Picture: 123RF/VLADISLAVS GORNIKS
Picture: 123RF/VLADISLAVS GORNIKS

As a certified financial planner with a BCom honours degree and 40 years of service to my clients, I take extreme offence to Stephen Cranston’s depiction of independent advisers as “beer-swilling extroverts and not necessarily that bright” in his argument for why they use portfolio managers to manage their clients’ investments (“There are many benefits to using discretionary fund managers”, March 25). 

While the rest of the article was well written and provided valuable information to the public, this remark reveals a bias by the writer that is of great concern. To single out independent advisers for this attack is even more concerning, as I believe — as an independent adviser for the past 32 years — that we are the group least conflicted by considerations other than the interest of the client. Clients would not have stayed with me for more than three decades if I had not put their interests first.
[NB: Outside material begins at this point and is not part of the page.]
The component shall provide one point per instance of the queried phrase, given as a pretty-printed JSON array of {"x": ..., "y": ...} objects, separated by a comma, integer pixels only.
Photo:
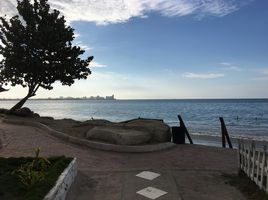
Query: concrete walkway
[{"x": 187, "y": 172}]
About the beer drinking — I don’t drink or even like beer. At the age of 63 I ran 21km this past Sunday in just over two hours, and recently did a 10km run in 52:45. These achievements would certainly not be possible with a “big beer belly”. I am also aware of many colleagues with a similar focus on health.

In fact, I have assisted many of my clients towards a healthier lifestyle with my own example, as well as explaining to them the value of good health and the connection with good financial planning.

I hereby formally request that Cranston retract the remark and apologise to me and my colleagues. If his interaction with independent financial advisers has been limited to the kind he describes, I would be happy to have a coffee with him and give him some insight into people like myself who have different value systems.